Photo: GCIS / Flickr

A South African vaccine? Ramaphosa planning for SA to create own jabs

President Ramaphosa said that he will reach out to SA’s scientific community to look into the possibility of developing vaccines in-house.

President Cyril Ramaphosa address the nation family meeting

Photo: GCIS / Flickr

President Cyril Ramaphosa has suggested that South Africa may join the global scientific community in developing COVID-19 vaccines to combat the pandemic both abroad and within the country’s borders while speaking during his reply to the debate on the State of the Nation Address (SONA) on Thursday 18 February 2021. 

With Johnson & Johnson (J&J) vaccines having been administered to healthcare workers and the President himself this week, Ramaphosa said that he will now enlist the expertise of South Africa’s foremost scientists to begin work to develop vaccines 

President reaches out to SA scientists for jab development  

Ramaphosa said that he impresses by the work that SA’s scientific community’s efforts during the COVID_19 pandemic and is now aiming his focus towards its sustained efforts to combat the pandemic. 

“Several South African scientists and researchers at a number of world-class institutions have been involved in the management of vaccine trials in the country,” he said, adding that the solution to the sustained threat of viral pandemic lies in SA’s ability to develop vaccines independently. 

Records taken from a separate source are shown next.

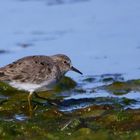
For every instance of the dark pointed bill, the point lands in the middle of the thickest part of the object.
(76, 70)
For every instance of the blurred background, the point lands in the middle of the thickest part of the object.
(99, 36)
(102, 38)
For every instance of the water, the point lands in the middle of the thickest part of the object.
(102, 39)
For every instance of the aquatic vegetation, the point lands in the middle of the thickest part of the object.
(77, 113)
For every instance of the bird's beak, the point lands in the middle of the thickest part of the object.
(76, 70)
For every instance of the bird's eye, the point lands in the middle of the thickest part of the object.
(65, 62)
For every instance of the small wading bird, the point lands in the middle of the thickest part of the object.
(36, 73)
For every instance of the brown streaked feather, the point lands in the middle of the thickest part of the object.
(30, 69)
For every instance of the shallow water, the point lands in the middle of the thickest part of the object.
(102, 39)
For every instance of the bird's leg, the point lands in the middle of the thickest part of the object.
(29, 102)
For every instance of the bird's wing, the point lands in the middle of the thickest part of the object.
(29, 69)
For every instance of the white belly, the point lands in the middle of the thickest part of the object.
(47, 85)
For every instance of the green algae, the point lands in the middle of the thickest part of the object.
(104, 118)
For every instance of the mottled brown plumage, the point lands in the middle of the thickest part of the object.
(34, 73)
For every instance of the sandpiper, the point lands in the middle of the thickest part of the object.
(36, 73)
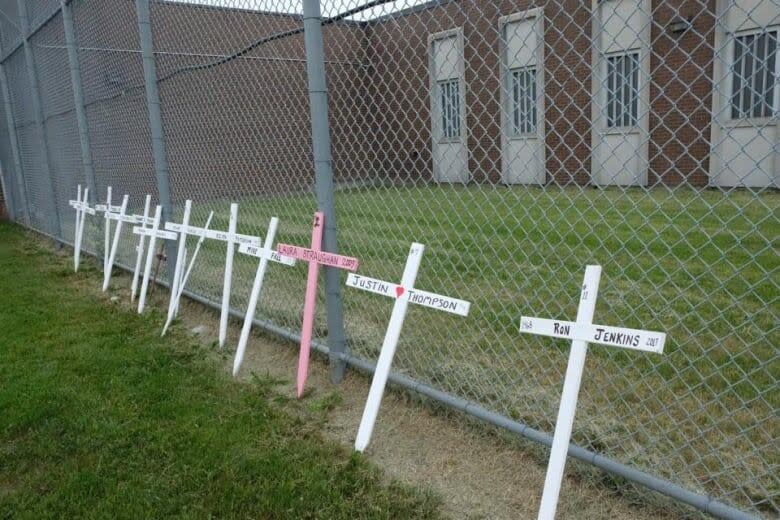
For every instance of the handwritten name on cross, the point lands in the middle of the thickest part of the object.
(403, 294)
(265, 254)
(580, 332)
(316, 257)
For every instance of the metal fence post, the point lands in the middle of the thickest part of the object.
(35, 95)
(155, 121)
(323, 175)
(5, 194)
(78, 98)
(14, 142)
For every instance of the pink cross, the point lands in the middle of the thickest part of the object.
(315, 256)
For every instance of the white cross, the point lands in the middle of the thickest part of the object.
(581, 332)
(403, 294)
(154, 233)
(173, 305)
(81, 205)
(106, 208)
(143, 220)
(120, 218)
(265, 254)
(231, 238)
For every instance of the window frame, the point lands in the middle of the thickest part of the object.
(634, 118)
(437, 130)
(514, 108)
(728, 100)
(445, 114)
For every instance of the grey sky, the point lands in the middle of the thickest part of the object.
(329, 7)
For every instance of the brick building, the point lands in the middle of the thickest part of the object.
(627, 92)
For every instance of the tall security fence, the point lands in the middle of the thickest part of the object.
(519, 140)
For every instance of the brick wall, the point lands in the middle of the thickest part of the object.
(243, 126)
(680, 90)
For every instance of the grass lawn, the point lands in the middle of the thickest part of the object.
(100, 418)
(700, 265)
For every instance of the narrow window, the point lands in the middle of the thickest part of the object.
(622, 90)
(753, 75)
(523, 88)
(449, 106)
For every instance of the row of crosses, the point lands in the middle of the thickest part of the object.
(580, 332)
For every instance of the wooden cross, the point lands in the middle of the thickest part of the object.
(231, 238)
(265, 254)
(120, 217)
(143, 220)
(316, 257)
(153, 233)
(403, 294)
(580, 332)
(81, 205)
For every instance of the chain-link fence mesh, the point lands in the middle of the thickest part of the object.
(518, 140)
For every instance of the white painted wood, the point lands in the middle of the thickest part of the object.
(261, 252)
(85, 210)
(152, 233)
(633, 339)
(140, 248)
(416, 296)
(215, 234)
(254, 296)
(571, 389)
(114, 243)
(387, 353)
(186, 275)
(76, 227)
(107, 226)
(180, 257)
(157, 233)
(228, 276)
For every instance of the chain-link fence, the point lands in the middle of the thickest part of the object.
(518, 140)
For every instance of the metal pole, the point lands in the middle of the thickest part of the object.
(5, 195)
(155, 122)
(323, 175)
(35, 95)
(14, 142)
(78, 98)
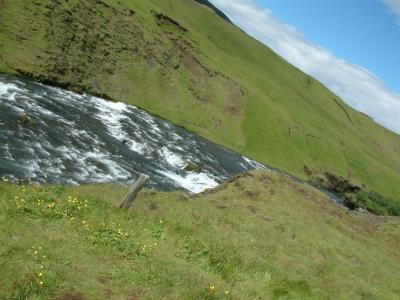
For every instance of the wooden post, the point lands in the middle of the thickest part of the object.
(136, 187)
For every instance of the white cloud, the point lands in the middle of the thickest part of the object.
(356, 85)
(394, 6)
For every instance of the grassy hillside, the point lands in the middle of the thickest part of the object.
(260, 236)
(179, 60)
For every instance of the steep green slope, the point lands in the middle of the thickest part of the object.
(261, 236)
(179, 60)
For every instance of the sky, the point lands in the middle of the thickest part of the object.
(352, 46)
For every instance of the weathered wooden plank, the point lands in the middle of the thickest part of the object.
(136, 187)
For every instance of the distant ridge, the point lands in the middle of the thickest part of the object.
(216, 10)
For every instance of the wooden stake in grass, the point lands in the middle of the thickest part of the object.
(136, 187)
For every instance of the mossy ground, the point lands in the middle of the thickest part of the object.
(261, 236)
(202, 73)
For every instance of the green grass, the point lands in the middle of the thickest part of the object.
(213, 79)
(261, 236)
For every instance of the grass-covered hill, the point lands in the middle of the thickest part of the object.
(261, 236)
(180, 60)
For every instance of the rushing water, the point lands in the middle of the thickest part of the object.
(72, 139)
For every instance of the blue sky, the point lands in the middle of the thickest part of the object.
(352, 46)
(364, 32)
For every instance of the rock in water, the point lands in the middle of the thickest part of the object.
(24, 118)
(192, 167)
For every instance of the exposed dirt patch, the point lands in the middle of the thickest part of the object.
(165, 20)
(70, 296)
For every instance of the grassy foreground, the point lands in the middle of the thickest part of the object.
(179, 60)
(261, 236)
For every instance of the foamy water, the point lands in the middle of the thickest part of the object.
(75, 139)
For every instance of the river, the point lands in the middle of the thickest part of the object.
(50, 135)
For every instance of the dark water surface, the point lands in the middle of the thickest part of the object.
(74, 139)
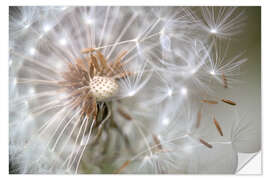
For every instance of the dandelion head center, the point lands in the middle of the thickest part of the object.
(103, 87)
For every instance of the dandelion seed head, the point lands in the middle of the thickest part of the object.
(103, 87)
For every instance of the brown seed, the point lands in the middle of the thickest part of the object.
(229, 102)
(209, 101)
(122, 167)
(218, 126)
(87, 50)
(205, 143)
(124, 114)
(225, 81)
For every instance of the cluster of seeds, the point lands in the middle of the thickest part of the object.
(103, 87)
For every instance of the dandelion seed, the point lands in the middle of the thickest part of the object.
(122, 167)
(199, 117)
(206, 143)
(209, 101)
(157, 142)
(124, 114)
(225, 81)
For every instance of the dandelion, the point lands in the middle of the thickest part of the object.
(124, 90)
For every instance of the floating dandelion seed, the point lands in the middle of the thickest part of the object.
(123, 90)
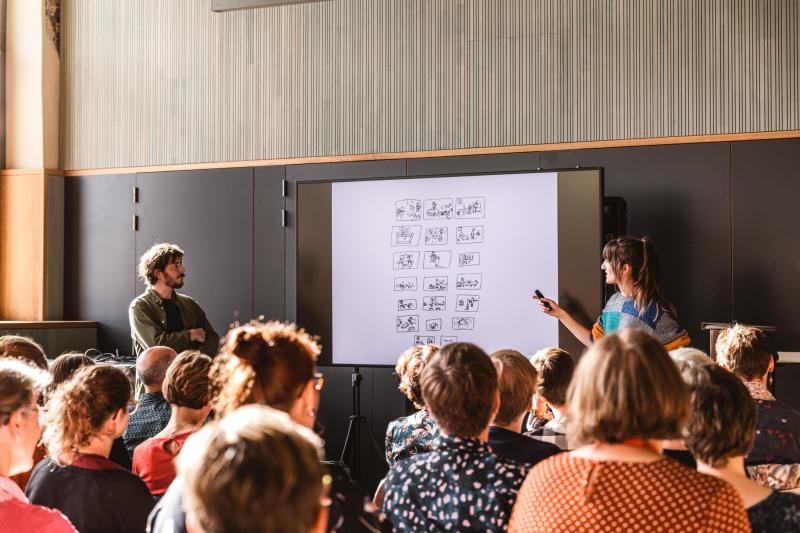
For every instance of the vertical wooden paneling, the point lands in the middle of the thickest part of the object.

“I have asked the Minister of Higher Education and Innovation to put together a team of scientists to begin the process of developing our own vaccines to deal with this and future pandemics,” he said. 

“We now live in an era where we pandemics may become more frequent and we must therefore be self-reliant in relation to diagnostics, therapeutics and vaccines.”

He said that SA must “develop the scientific capabilities that our country has demonstrated to prepare for the future”.

‘Commercialisation of vaccines will lead to employment’  

Ramahosa said that Biovac – a partnership between government and the private sector – is using its vaccine storage and distribution infrastructure and capabilities to assist with the distribution of the COVID-19 vaccine to different vaccination centres nationwide.

He said that these capabilities to manage vaccine trials “did not come about by chance”. 

“They [members of the South African scientific community] have been developed over many years, mostly funded with public resources, working together with development partners locally and internationally,” he said. “Taken together, our national science and innovation system is a hugely valuable resource that we need to further nurture and develop.”

Ramaphosa said that the initiative will lead to improved job opportunities for some of South Africa unemployed. 

“We must support commercialisation of its products for domestic use and export, creating factories and manufacturing jobs,” he said.